🤖 AI Summary
This work addresses the limitation of existing preference alignment methods, which typically assume homogeneous preference strength and thus fail to capture the heterogeneity arising from individual and contextual differences in real-world scenarios. To overcome this, we propose MixDPO, the first approach to integrate the mixed logit model from behavioral economics into language model alignment. By extending Direct Preference Optimization, MixDPO explicitly models the distributional variation of preference strength. Grounded in discrete choice theory and deep learning, our method learns the parameters of preference strength distributions directly from preference data, enabling the alignment objective to distinguish between strong and weak preferences. Experiments across three datasets and two open-source models demonstrate that MixDPO improves average alignment performance by 11.2 points on Pythia-2.8B, with particularly pronounced gains in high-heterogeneity settings, while effectively preserving subgroup-specific preferences.
📝 Abstract
Preference based alignment objectives implicitly assume that all human preferences are expressed with equal strength. In practice, however, preference strength varies across individuals and contexts -- a phenomenon established in behavioral economics and discrete choice theory. This mismatch limits the ability of existing objectives to faithfully capture heterogeneous human judgments.
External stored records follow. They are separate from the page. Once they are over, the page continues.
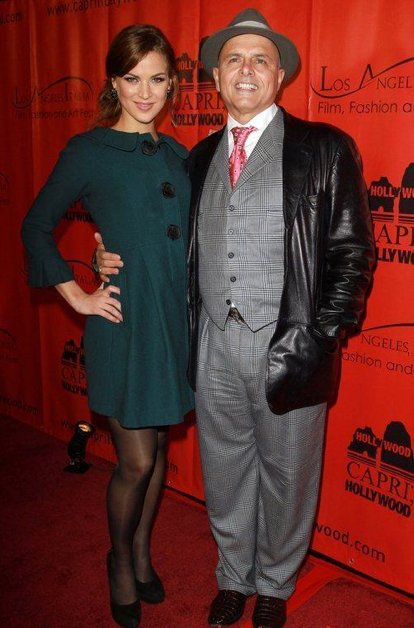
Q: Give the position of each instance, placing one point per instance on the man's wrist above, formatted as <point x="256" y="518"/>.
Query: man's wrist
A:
<point x="94" y="263"/>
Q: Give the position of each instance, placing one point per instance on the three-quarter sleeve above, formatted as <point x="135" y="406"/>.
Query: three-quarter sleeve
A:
<point x="67" y="183"/>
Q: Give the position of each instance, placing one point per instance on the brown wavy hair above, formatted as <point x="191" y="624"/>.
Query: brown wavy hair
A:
<point x="126" y="50"/>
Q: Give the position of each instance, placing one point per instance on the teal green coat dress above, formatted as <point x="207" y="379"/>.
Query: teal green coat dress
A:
<point x="138" y="194"/>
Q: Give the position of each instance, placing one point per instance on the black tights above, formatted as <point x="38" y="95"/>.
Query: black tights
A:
<point x="133" y="494"/>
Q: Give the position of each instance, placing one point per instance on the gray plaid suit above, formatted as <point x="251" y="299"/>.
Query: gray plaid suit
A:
<point x="261" y="470"/>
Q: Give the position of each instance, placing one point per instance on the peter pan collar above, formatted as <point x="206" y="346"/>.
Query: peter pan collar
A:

Inspired by this literature, we introduce Mixed Logit Direct Preference Optimization (MixDPO), a generalization of Direct Preference Optimization that models variation in preference strength. MixDPO enables alignment objectives to capture heterogeneity in how strongly preferences are expressed across training examples. We evaluate MixDPO on three preference datasets using two open-weight language models. Across datasets, MixDPO improves aggregate alignment performance (+11.2 points on Pythia-2.8B) while preserving subgroup level preferences, with the largest gains appearing in settings with higher inferred preference heterogeneity. MixDPO makes preference heterogeneity explicit through learned strength distributions. We release our code for reproducibility.